09/11/2022
Dossiers cantonaux en lien avec l’agriculture Points forts
En début d’année, le Tribunal cantonal vaudois a pris une décision innovante en application de la Loi sur l’aménagement du territoire (LAT). Alors que cette loi est connue pour être appliquée de manière restrictive par les autorités, la Cour de droit administratif et public a statué de manière favorable aux exploitations agricoles désireuses de diversifier leurs activités.
Tout commence dans une exploitation vaudoise proche de l’arc lémanique, qui pratique, entre autres, l’engraissement de bétail. Pour valoriser les produits issus de l’élevage, le père et son fils procèdent sur place à l’abattage de leurs animaux, à la préparation de la viande, puis à sa vente. La qualité de leurs produits est reconnue et médaillée. Avec le temps, d’autres exploitants de la région leur ont confié leurs bêtes afin de limiter les déplacements, le stress de l’animal et par conséquent augmenter la qualité de la viande. Néanmoins, la majorité des animaux abattus étaient des bêtes élevées sur l'exploitation.
Avec le temps, les normes d’hygiène ont évolué. De plus en plus restrictives, notamment en raison de la règlementation européenne, elles ont contraint les agriculteurs à revoir leurs infrastructures. Dans le cas présent, les locaux étaient devenus trop exigus. Les exploitants ont bien cherché des solutions en conservant la structure actuelle du bâtiment, mais le constat était sans appel: un agrandissement s’imposait. Or, en matière d’aménagement du territoire, les activités accessoires à l’agriculture ne sont en principe pas «conformes» à la zone agricole. Elles peuvent toutefois faire l’objet de dérogations à des conditions très restrictives. Le régime dérogatoire précise que des agrandissements mesurés (environ 100m2) sont possibles. En revanche, l’identité du bâtiment doit être préservée. Dès lors, la forme du toit ou sa hauteur ne peuvent en principe pas être revues. Ce n’est pas sans incidence pour l’activité d’abattage qui nécessite un certain volume sous le toit afin que les bêtes puissent être suspendues à la hauteur réglementaire. Les exploitants étaient ainsi «pris entre le marteau et l’enclume», malgré l’appui de la municipalité. D’un côté, les normes d’hygiène leur imposaient de transformer leur bâtiment et, de l’autre côté, l’application faite de la LAT leur interdisait d’entreprendre les travaux nécessaires. Leur incompréhension était d’autant plus grande que l’Office fédéral de l’agriculture faisait la promotion, sur son site, de la transformation des produits régionaux en prenant l’exemple d’une boucherie exploitée par des gens de la terre.

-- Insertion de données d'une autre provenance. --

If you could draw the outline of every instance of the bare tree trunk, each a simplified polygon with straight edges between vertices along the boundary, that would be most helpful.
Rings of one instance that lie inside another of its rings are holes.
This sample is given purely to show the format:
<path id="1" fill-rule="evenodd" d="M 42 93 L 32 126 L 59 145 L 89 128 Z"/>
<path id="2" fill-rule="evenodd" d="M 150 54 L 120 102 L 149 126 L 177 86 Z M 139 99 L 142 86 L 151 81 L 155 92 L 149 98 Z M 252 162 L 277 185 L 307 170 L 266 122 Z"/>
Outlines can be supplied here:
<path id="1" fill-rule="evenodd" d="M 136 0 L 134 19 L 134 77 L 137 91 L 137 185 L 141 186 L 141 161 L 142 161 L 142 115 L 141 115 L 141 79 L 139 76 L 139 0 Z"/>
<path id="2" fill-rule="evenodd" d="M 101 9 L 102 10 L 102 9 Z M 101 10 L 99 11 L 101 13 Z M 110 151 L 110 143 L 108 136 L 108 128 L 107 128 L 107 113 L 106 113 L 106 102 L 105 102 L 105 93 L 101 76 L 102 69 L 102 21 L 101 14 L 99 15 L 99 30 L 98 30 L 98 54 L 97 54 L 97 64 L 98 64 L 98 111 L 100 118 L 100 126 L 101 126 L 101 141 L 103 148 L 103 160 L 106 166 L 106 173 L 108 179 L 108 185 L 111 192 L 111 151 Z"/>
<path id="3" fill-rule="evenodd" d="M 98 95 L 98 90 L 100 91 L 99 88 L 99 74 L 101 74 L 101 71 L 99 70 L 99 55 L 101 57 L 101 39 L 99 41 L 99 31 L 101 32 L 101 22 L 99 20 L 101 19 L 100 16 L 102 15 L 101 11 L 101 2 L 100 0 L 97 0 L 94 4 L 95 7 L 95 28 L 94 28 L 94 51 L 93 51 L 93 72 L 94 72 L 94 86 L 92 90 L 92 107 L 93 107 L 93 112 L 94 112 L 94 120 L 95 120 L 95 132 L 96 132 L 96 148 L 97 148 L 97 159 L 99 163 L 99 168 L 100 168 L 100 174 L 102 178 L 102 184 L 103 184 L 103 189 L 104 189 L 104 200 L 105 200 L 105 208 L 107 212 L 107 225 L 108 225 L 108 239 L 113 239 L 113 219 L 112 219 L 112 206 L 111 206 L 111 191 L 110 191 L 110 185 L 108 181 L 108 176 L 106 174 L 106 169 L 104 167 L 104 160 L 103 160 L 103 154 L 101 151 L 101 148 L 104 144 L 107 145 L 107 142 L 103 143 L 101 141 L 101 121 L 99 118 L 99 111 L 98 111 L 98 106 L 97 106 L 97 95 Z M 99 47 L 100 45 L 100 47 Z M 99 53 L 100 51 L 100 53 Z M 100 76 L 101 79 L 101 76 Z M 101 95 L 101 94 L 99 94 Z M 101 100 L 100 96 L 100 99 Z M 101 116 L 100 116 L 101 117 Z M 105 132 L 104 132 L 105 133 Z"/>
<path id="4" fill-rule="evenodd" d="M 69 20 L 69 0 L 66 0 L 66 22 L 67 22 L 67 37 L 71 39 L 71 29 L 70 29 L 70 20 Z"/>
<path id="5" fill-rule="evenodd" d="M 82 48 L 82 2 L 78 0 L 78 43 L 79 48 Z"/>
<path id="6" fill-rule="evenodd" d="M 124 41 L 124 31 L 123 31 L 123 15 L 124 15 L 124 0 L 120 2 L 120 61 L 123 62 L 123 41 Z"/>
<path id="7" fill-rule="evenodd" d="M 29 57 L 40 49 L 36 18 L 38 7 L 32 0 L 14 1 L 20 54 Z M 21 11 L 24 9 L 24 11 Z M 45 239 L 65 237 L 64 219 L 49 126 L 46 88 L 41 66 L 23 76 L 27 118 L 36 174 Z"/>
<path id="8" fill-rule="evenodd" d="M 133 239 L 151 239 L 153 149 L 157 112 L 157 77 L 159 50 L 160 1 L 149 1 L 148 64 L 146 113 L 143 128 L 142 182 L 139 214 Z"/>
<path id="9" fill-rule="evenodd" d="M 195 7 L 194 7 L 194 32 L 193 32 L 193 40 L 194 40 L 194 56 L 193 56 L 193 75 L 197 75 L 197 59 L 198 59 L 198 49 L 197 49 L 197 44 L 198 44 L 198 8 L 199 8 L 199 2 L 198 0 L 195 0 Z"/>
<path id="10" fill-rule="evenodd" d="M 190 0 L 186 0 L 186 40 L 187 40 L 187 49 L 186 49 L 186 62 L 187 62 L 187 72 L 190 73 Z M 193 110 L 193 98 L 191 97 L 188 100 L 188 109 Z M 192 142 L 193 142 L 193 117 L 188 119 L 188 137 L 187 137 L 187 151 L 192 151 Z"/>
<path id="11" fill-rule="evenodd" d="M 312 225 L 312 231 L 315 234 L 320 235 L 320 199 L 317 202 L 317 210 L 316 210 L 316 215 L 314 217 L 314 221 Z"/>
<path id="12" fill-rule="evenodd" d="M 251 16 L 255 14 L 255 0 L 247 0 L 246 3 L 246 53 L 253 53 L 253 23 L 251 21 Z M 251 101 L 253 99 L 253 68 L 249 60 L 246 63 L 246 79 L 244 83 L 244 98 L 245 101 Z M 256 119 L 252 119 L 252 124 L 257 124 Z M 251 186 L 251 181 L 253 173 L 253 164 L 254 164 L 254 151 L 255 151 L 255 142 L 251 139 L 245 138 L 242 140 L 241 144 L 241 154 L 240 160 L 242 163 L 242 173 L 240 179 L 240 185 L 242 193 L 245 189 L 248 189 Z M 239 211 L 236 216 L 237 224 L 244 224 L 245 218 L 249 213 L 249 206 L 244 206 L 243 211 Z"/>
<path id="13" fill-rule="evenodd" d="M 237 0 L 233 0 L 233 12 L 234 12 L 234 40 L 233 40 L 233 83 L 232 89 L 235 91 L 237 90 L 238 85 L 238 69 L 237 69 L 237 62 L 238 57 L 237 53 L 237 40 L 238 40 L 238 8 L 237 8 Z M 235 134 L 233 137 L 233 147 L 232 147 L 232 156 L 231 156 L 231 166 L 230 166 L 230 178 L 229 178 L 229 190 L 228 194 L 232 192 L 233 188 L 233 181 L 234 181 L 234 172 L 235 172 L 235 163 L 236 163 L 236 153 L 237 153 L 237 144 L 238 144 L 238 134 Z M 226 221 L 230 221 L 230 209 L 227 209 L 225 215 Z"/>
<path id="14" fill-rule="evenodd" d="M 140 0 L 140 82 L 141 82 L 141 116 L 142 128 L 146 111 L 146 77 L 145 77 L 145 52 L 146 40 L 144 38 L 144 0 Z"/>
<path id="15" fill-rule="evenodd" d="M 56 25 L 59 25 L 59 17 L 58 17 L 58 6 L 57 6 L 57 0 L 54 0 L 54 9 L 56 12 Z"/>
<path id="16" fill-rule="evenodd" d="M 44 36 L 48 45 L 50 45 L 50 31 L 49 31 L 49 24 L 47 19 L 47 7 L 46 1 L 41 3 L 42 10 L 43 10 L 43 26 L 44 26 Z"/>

Les exploitants ont bien essayé de sensibiliser les autorités à ce paradoxe, ainsi qu’à leurs problèmes, mais, au final, seul le droit leur est venu en aide. Par l’intermédiaire de Prométerre et de leur protection juridique, ils ont fait valoir une argumentation nouvelle: «Et si les abattoirs de campagnes étaient considérés conformes à la zone agricole?» Une telle approche permettait de résoudre les difficultés liées au régime dérogatoire de la LAT. Cette proposition était inacceptable pour le Service cantonal compétent qui a répondu que: «les abattoirs et boucheries, tout comme les boulangeries, les moulins, les laiteries et fromageries sont des activités artisanales qui sont traditionnellement situés dans les villes et villages».
Cette prise de position a buté sur l’ouverture d’esprit des juges cantonaux! Après avoir fait l’effort de se rendre sur place, ceux-ci ont suivi les arguments présentés par la protection juridique. Cette dernière avait argué que la Loi sur l'agriculture précisait: «si le produit est agricole, alors l'activité dont il est issu l'est également». Selon les juristes de Prométerre, si les pressoirs à raisin ont leur place hors zone à bâtir, il doit en aller de même pour les abattoirs. Après tout, on arrache le cuir de l’animal comme on épluche un légume (activité jugée conforme à la zone agricole). Le tribunal n’a pas été insensible à ces comparaisons, mais a également pris en compte les exigences des consommateurs en matière de qualité et de proximité, le stress de l’animal et les émissions de gaz générées lors du transport. Tout ceci l’a amené à considérer que les abattoirs de campagne étaient effectivement conformes à la zone agricole, de sorte que le projet litigieux devait être autorisé.
Cette décision est aussi réjouissante qu’innovante, car, jusqu'à preuve du contraire, les tribunaux ne s’étaient pas encore prononcés sur le sujet. Elle réjouit aussi par son progressisme, car elle tient compte des besoins des consommateurs, de l’évolution de l’agriculture et de ses préoccupations croissantes, comme le bien-être animal et la protection de l’environnement.